Mesmo com os salários dos servidores públicos do estado atrasados e parcelados, com a maioria das UPAs fechadas, com prefeitos sumidos por todo o país porque não conseguirem pagar o 13º salário, estava lá nas páginas esportivas de O Globo: Conca, um craque de futebol, pois se fosse gênio teria vestido um dia a 10 da seleção argentina, vai receber salários de 2 milhões de reais. Serão 227 salários mínimos para jogar 90 minutos, isto quando o joelho esquerdo duas vezes operado permitir, enquanto um trabalhador brasileiro vai ganhar apenas R$ 880,00 para cumprir sua jornada de trabalho de 44 horas semanais. O Presidente da República, seu vice, ministros de estado e deputados federais, com as responsabilidades inerentes aos seus cargos, receberão R$ 33.700,00. Será que existe um escândalo maior que este?

Então vamos recuar ao tempo do maior ídolo da história do Flamengo, Zico, e comparar sua remuneração com o “candidato a ídolo” que se apresenta e como recebiam os políticos que governavam o país naquela ocasião. Aos 22 anos, no auge de sua forma em 1976, o salário mínimo do país era de CR$ 768,00 e Zico ganhava CR$ 31.000,00. Isto é, 40 vezes o salário do mais humilde torcedor rubro-negro, mas que lhe dava tantas alegrias que a cada partida parecia, de tão feliz que saia do Maracanã, ter ganho sozinho na loteria. O Presidente da República, Ernesto Geisel, recebia soldo de General do Exército, CR$ 16.100,00. O futebol remunerava bem seus ídolos, seus comandantes e, como hoje, maltratava seus operários. Mas a notícia da remuneração absurda do Conca agride a nossa consciência e afasta de vez os arquibaldos, os geraldinos, que já haviam sido vetados na Copa diante do padrão FIFA de cadeiras, camarotes e áreas Vips. Elitizou-se o futebol e sacanearam de vez o bolso e a saúde do pobre torcedor.

Com o salário próximo a realidade do seu torcedor, Zico, ia para sua casa, em Quintino, subúrbio do Rio, com seu Chevette, almoçava no La Mole, levava a Sandra para dançar na New York City Discotheque e fazia suas compras no Porcão como a maioria dos cariocas. Com a carteira assinada, funcionário do clube, não tinha fotos com patrocinador para faltar ao treino da tarde.
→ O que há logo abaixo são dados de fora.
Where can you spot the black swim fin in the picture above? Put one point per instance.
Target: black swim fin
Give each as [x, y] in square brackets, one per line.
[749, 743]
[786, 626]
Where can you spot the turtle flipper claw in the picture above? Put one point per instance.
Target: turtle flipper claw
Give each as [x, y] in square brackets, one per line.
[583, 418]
Ele não perdia um e ficava ensaiando cobranças de faltas à exaustão. Com o absurdo que recebe, Conca teve que blindar sua Mercedes que o levará ao mais sofisticado condomínio do Recreio, vai jantar no Fiorentino, Copacabana Palace e sua aparição mais próxima de um torcedor rubro-negro, a gerar carinho e cumplicidade, não passará dos seus manobristas. 
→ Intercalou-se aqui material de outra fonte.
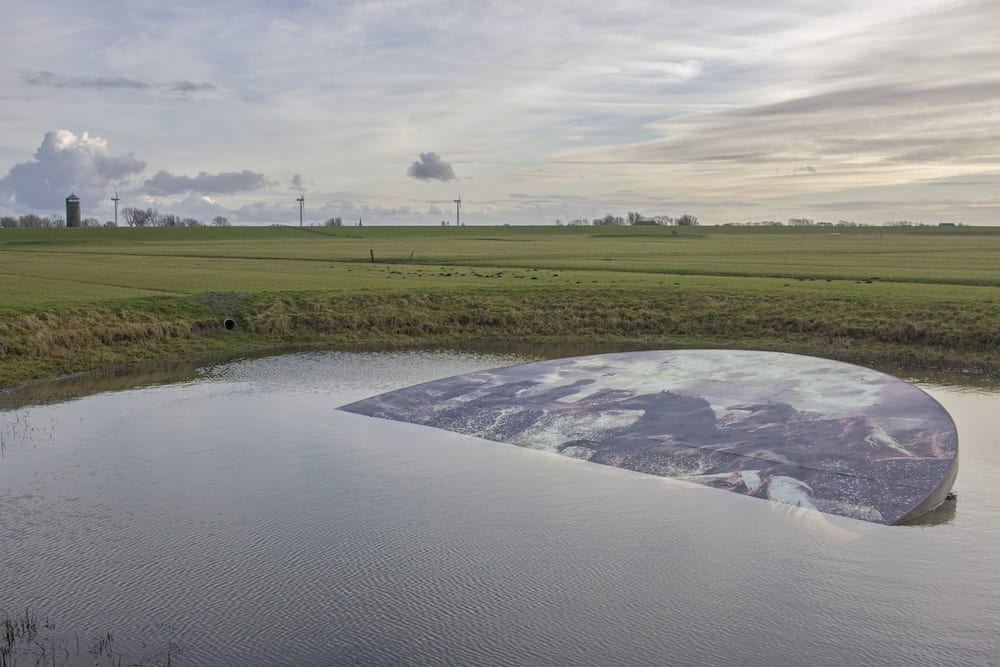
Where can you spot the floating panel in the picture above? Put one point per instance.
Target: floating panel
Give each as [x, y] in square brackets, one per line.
[802, 431]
Só tem uma saída para estancar este novo escândalo, e desta vez nem precisamos do Sérgio Moro: cada um torcedor do Flamengo fará, a partir da primeira rodada, sua delação protestada e não irá aos estádios. Vai pegar seu radinho e ouvir as partidas diante das suas UPAs fechadas. Se o futebol é o ópio do povo, como poderão gritar Mengo! se no lugar do Zico vir a Zica, faltar Captopril, Isordil, a manter vibrando o coração desta nação?